Hello all,

This week is the second part in my new series on sense-making, which began last week.

It’s easy to think of “sense-making” as anything that helps to explain something. But if we’re going to dig into it properly, even if we’re going to avoid dense academic language, we need to define it a little more specifically than that. This week’s article tries to do just that. Enjoy!


This week’s article

Defining sense-making

“Sense-making” is a useful concept, but can be frustratingly hard to pin down. What makes it what it is?

“Sense-making” can be a tricky concept to define, simultaneously obvious and elusive. In the introduction to this series, I used Dave Snowden’s appealingly simple definition: to Snowden, sense-making is answering the question “how do I make sense of the world so I can act in it”. It is a beautifully simple definition, but I can see how it also leaves a lot of room for interpretation, and is sufficiently expansive that you could use it to define almost anything as sense-making if you squinted hard enough. “Sense-making is making sense? Well, duh…”

If we’re going to get our heads around sense-making and use it as a tool, it’s important to understand what it is and what it isn’t, and to do so without resorting to highfalutin’ academic language. Is taking notes sense-making? Is writing a to-do list? Is talking about work with a colleague? Can merely thinking count as sense-making, or do you have to write something down or say something to someone else?

To me, sense-making differs in six crucial ways from other things that it superficially resembles. Sense-making is:

  1. Complex, not simple
  2. Narrative, not numeric
  3. Plausible, not correct
  4. Social, not individual
  5. External, not internal
  6. Continuous, not static

Complex, not simple

Sense-making is about navigating situations in which the relationship between cause and effect is uncertain, in which there are lots of variables, in which little is known and little is predictable. You can use sense-making while plotting the future of your career; you can’t use it to figure out a maths problem.

Narrative, not numeric

Sense-making uses stories to explain the world; it recognises that the best way to deal with complexity is to explain it in narrative form, rather than to build an accurate mathematical model of it. Likewise, it recognises that good narratives are often themselves complex and nuanced.

Plausible, not correct

Sense-making favours usefulness over accuracy. It often distorts or ignores information as necessary, in order to provide compelling narratives that are a springboard for further action.

Social, not individual

Sense-making is fundamentally communicative; it’s about telling stories to other people, listening to their stories, and together shaping new ones. It’s about collective action and collective decision-making. Narratives that are useful are retained in the social fabric of the group, and shared in the stories that they tell; ones that aren’t are discarded.

External, not internal

Sense-making is about your relationship to the external world. It’s about responding to your environment, which in turn has the potential to shape and re-shape that environment.

Continuous, not static

Sense-making is not about coming up with definitive, final explanations for things. It’s a process of continual refinement, adapting and reacting to the situation as it changes and incorporating new information into narratives as appropriate.

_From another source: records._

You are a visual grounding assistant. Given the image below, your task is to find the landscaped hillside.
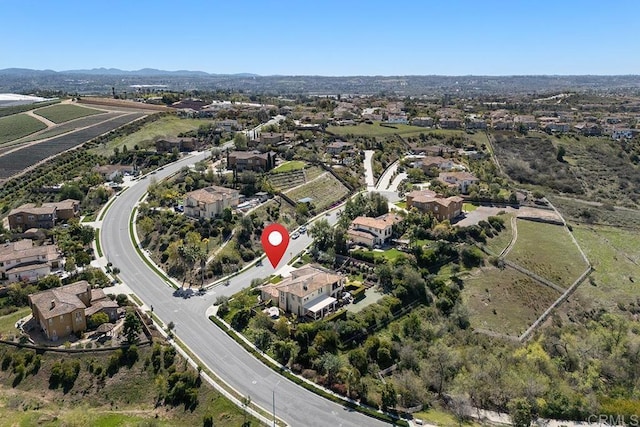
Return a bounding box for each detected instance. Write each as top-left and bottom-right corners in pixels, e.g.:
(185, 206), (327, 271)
(0, 344), (257, 426)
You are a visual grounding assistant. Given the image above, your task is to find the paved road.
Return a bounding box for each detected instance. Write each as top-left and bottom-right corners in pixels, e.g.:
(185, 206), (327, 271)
(100, 153), (387, 427)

Pulling all that together, we can arrive at a definition that perhaps lacks the pithiness of Snowden’s, but that ticks all the right boxes. Sense-making is a continuous social process by which people come to both understand and shape their environments, explaining complex situations through plausible narratives that are then adopted and refined by others.

As the series progresses, we’ll dig deeper into the implications of some of these points, and how they apply to real-world situations and organisations.

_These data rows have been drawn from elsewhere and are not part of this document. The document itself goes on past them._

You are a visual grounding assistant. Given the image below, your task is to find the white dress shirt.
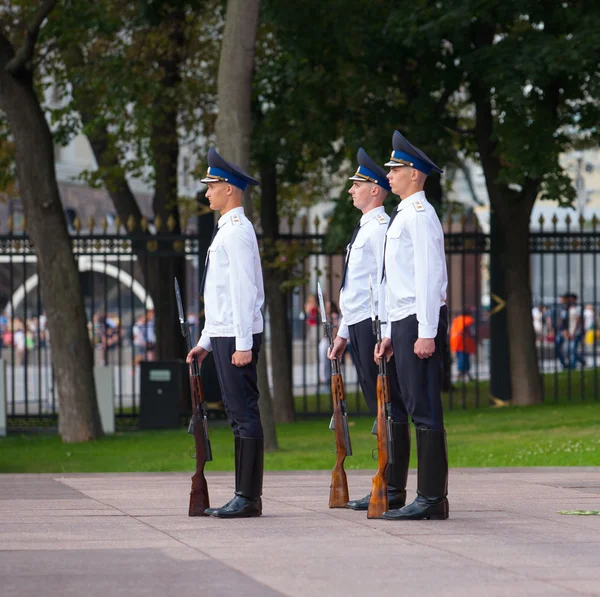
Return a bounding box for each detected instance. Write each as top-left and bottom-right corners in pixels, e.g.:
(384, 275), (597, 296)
(338, 206), (390, 339)
(385, 191), (448, 338)
(198, 207), (265, 350)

Click here to read the article »

This week’s three interesting links

Britain is Dead

Samuel McIlhagga strikes a pessimistic note about Britain’s prospects:

“The overall trajectory becomes obvious when you look at outcomes in productivity, investment, capacity, research and development, growth, quality of life, GDP per capita, wealth distribution, and real wage growth measured by unit labor cost. All are either falling or stagnant. Reporting from the Financial Times has claimed that at current levels, the UK will be poorer than Poland in a decade, and will have a lower median real income than Slovenia by 2024. Many provincial areas already have lower GDPs than Eastern Europe.”

…and, most interestingly, digs into the long historical context that leads up to this point; this modern malaise has deep roots. #

The Platypus in the Room

Drew Breunig compares AI to a platypus – usefully, as it happens:

“When trying to get your head around a new technology, it helps to focus on how it challenges existing categorizations, conventions, and rule sets. Internally, I’ve always called this exercise, ‘dealing with the platypus in the room.’ Named after the category-defying animal; the duck-billed, venomous, semi-aquatic, egg-laying mammal.

“There’s been plenty of platypus over the years in tech. Crypto. Data Science. Social Media. But AI is the biggest platypus I’ve ever seen… Nearly every notable quality of AI and LLMs challenges our conventions, categories, and rulesets.”


Normalising Feedback

Lingjing Yin thinks about how to get better at delivering feedback within teams, something that people are generally pretty bad at:

“How might we treat feedback as an opportunity to learn rather than to teach and go into it with a curious mindset to explore the strengths, gaps and opportunities of each other and the context we are part of?”